The good folks over at Yahoo! are crowing about the fact that they have updated their index (the listing of documents and other files that make up their search results). Tim Mayer says:

Ensuring you find what you're looking for is the true measure of search engine quality and something we strive for every day. We measure quality in terms of RCFP – Relevance, Comprehensiveness, Freshness, and Presentation and continue to work on improving those metrics. While we're never satisfied, it is nice to see some of our efforts over the past year have been recognized – including winning the 5th annual Outstanding Search Service award from Search Engine Watch and our top position in the Search Engine Relevancy Challenge.

Of course, esoteric metrics and industry awards are not important as actual results, as Mayer himself notes. How do Yahoo! and other search engines fare?

We constructed a simple test to analyze the top three search engines' quality - a search for "martey dodoo" without quotation marks, plus signs, or boolean modifers.
Google is the most popular search engine on the Internet today, and its results show why. It correctly identified this website as the most relevant result for "Martey Dodoo."
MSN Search results for martey dodoo
The money that Microsoft has put into developing MSN's search technology (see right) has also paid off. While previous tests were problematic, this website is currently the first result for "Martey Dodoo," as it should be. Still, MSN's assertion that we might actually be searching for information on "marty dodoo" (when such an individual does not exist) is slightly troublesome.
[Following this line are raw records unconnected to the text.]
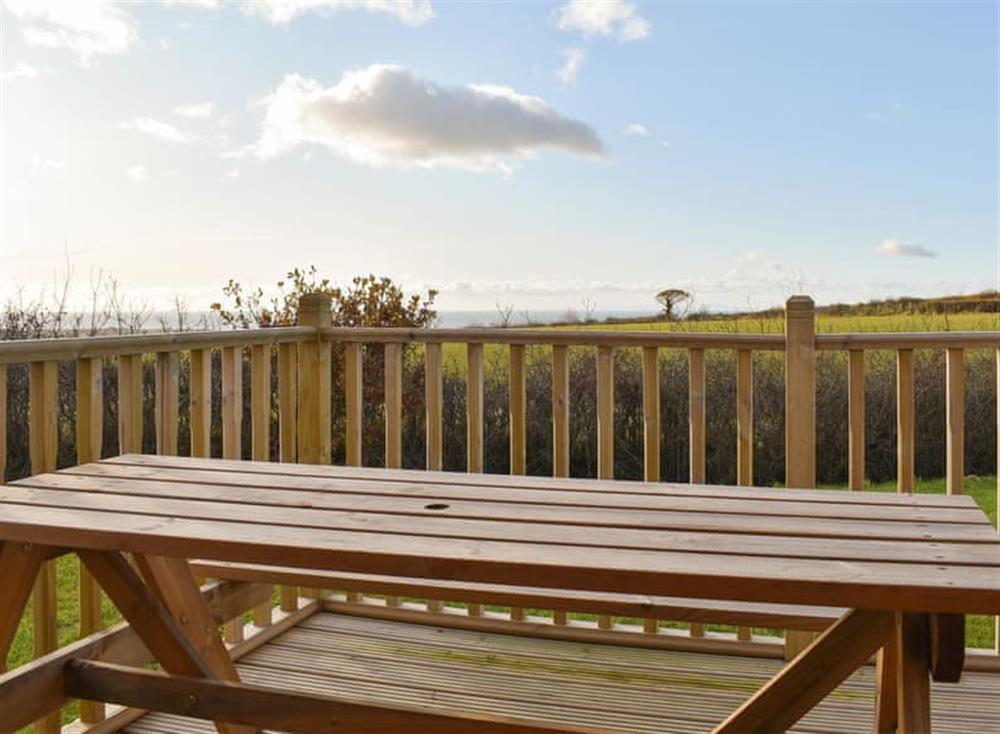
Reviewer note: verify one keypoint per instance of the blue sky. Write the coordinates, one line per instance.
(743, 151)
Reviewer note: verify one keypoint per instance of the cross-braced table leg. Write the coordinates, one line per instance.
(169, 615)
(19, 566)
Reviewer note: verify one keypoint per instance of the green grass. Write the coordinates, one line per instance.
(979, 631)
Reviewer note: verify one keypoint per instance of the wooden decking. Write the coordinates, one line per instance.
(569, 682)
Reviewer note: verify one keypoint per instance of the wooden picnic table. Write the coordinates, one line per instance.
(906, 567)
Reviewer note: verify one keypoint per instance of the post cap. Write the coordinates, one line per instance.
(314, 309)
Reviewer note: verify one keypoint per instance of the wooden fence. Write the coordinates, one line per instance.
(302, 355)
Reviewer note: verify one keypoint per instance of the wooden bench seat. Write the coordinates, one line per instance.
(603, 687)
(781, 616)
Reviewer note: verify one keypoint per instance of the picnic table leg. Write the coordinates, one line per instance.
(183, 644)
(913, 675)
(811, 676)
(886, 695)
(19, 566)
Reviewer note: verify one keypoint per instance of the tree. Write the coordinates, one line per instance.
(670, 298)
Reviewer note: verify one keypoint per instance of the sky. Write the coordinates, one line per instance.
(536, 154)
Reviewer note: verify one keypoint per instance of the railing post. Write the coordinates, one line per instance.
(43, 445)
(800, 415)
(89, 435)
(314, 382)
(314, 388)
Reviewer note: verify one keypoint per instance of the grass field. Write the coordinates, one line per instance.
(980, 629)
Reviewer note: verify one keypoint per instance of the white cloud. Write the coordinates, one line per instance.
(895, 248)
(283, 12)
(88, 28)
(574, 60)
(613, 18)
(203, 4)
(389, 116)
(137, 172)
(23, 70)
(200, 111)
(157, 129)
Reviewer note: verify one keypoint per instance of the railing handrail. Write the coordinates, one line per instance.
(35, 350)
(66, 348)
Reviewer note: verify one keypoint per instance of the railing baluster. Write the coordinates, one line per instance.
(287, 444)
(856, 419)
(696, 420)
(800, 416)
(651, 434)
(89, 439)
(560, 411)
(696, 414)
(474, 419)
(518, 426)
(518, 411)
(605, 413)
(393, 406)
(651, 413)
(434, 436)
(166, 402)
(260, 433)
(393, 417)
(605, 430)
(3, 430)
(434, 398)
(955, 398)
(200, 402)
(353, 401)
(474, 406)
(130, 403)
(904, 420)
(232, 437)
(744, 436)
(43, 446)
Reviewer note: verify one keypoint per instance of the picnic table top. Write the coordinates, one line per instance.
(921, 553)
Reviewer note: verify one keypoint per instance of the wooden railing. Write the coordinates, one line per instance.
(302, 399)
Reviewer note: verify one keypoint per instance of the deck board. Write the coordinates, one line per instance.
(631, 689)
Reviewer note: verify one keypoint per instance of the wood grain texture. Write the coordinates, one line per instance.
(744, 417)
(696, 414)
(393, 406)
(955, 409)
(800, 392)
(856, 419)
(560, 411)
(434, 398)
(130, 403)
(809, 678)
(518, 410)
(166, 401)
(201, 402)
(474, 407)
(913, 682)
(353, 402)
(905, 420)
(651, 414)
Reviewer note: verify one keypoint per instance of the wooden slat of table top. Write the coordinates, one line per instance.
(435, 523)
(384, 515)
(873, 584)
(504, 481)
(482, 508)
(777, 503)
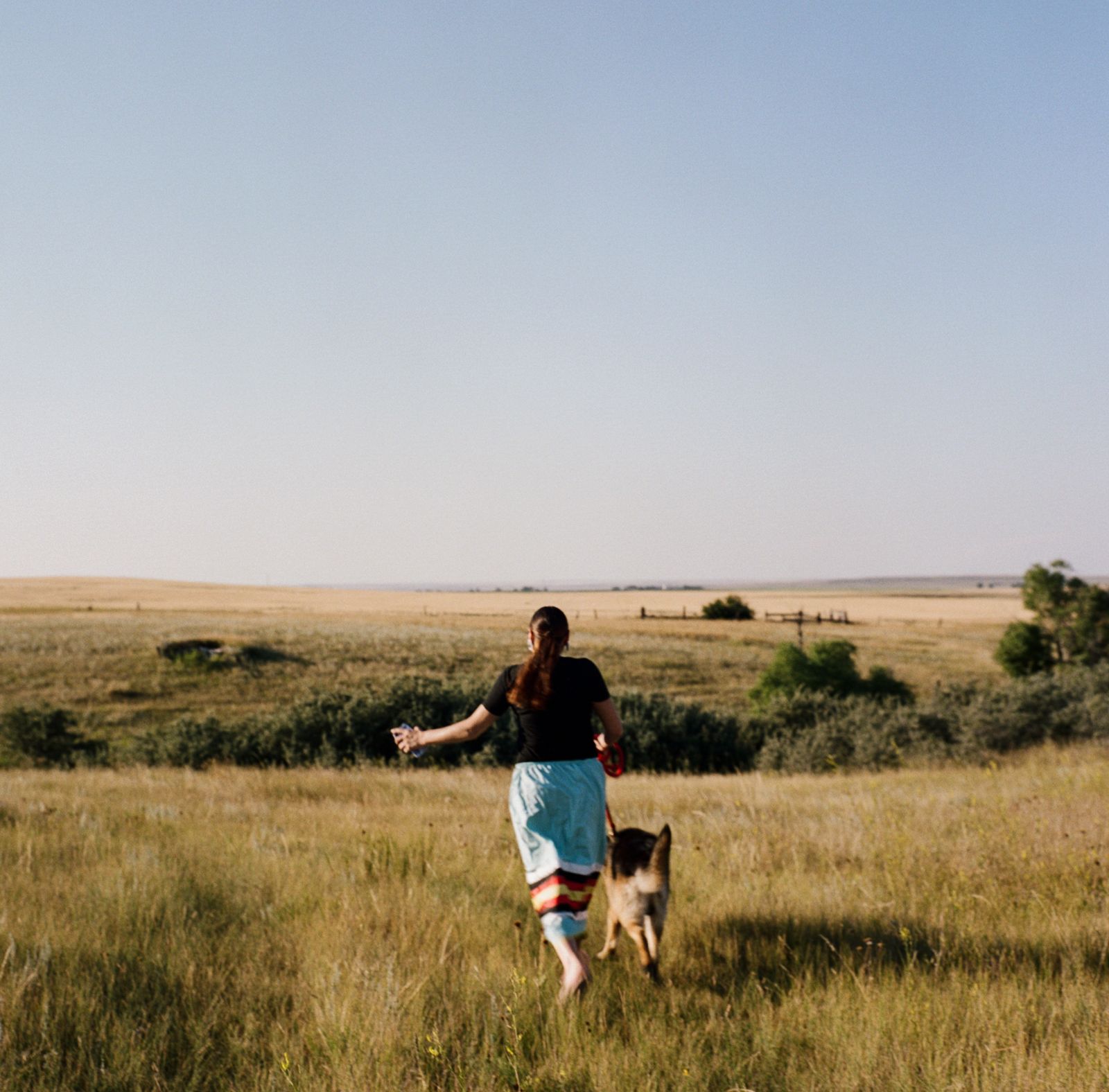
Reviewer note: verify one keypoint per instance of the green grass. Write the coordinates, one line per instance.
(322, 931)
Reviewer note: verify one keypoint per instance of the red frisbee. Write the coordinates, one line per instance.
(613, 759)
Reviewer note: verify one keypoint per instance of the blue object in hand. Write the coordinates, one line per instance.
(419, 751)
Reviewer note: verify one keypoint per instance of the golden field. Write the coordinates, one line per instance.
(90, 644)
(369, 931)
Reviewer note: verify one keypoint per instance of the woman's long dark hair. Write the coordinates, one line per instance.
(532, 687)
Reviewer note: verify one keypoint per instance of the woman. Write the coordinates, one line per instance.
(557, 795)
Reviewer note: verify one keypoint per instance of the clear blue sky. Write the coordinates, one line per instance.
(528, 292)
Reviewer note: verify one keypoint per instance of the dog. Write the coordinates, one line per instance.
(637, 883)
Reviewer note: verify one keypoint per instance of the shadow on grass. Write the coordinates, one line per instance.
(779, 953)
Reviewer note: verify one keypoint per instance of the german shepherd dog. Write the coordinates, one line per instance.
(637, 881)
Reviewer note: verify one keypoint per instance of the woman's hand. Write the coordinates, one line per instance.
(408, 740)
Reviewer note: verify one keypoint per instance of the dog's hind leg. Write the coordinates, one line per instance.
(646, 959)
(652, 937)
(610, 938)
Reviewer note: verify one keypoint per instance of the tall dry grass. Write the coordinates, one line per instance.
(314, 929)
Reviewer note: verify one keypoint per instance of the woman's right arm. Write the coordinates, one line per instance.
(610, 719)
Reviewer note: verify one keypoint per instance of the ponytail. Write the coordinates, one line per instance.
(532, 687)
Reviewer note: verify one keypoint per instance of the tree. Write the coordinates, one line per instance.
(731, 607)
(1025, 649)
(830, 669)
(1072, 624)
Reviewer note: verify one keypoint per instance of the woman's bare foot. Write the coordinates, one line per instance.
(575, 981)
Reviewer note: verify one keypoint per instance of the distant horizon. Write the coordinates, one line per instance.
(909, 582)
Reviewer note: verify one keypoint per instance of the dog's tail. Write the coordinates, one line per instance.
(654, 876)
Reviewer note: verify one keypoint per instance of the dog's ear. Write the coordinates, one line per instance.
(660, 855)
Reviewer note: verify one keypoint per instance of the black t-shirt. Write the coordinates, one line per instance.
(564, 731)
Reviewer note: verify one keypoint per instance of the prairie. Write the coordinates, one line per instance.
(90, 644)
(322, 931)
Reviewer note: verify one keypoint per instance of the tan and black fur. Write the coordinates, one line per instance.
(637, 881)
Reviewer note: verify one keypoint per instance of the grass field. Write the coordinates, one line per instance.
(83, 644)
(369, 929)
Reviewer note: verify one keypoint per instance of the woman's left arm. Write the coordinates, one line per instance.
(610, 720)
(478, 722)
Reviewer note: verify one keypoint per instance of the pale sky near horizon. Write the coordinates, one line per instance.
(527, 293)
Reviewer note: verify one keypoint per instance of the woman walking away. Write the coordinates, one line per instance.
(557, 795)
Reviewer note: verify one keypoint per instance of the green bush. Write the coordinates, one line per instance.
(47, 737)
(674, 737)
(830, 669)
(730, 607)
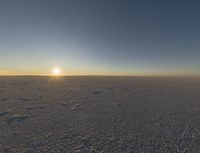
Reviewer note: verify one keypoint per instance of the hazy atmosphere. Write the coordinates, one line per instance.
(99, 37)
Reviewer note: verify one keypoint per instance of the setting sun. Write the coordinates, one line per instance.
(56, 71)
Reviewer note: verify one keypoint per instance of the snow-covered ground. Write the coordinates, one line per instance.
(99, 115)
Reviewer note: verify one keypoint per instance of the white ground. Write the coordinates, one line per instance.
(99, 114)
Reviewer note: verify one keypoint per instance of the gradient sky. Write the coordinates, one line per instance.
(100, 37)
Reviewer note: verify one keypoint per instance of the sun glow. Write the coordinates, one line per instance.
(56, 71)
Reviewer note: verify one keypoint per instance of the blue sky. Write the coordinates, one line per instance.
(100, 37)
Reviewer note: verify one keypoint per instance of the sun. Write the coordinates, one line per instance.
(56, 71)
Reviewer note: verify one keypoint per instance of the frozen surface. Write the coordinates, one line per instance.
(99, 114)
While links from this website are certainly among Yahoo!'s 20 billion indexed documents, they do not appear anywhere on the first ten pages of a search for "Martey Dodoo." While it is possible that there are a hundred other pages on the Internet serving more relevant, comprehensive, and fresh content about Martey Dodoo, it is highly unlikely (this is MarteyDodoo.com, after all). Considering that the vast majority of Yahoo!'s results are blog posts where Martey either commented or trackbacked, it is clear that Yahoo!'s method of determining relevant documents is suboptimal.

It does not matter if you have 20 billion documents in your index if your users cannot find the ones that they are searching for. Hopefully, Yahoo! will continue to improve the relevancy of its index as well as its size.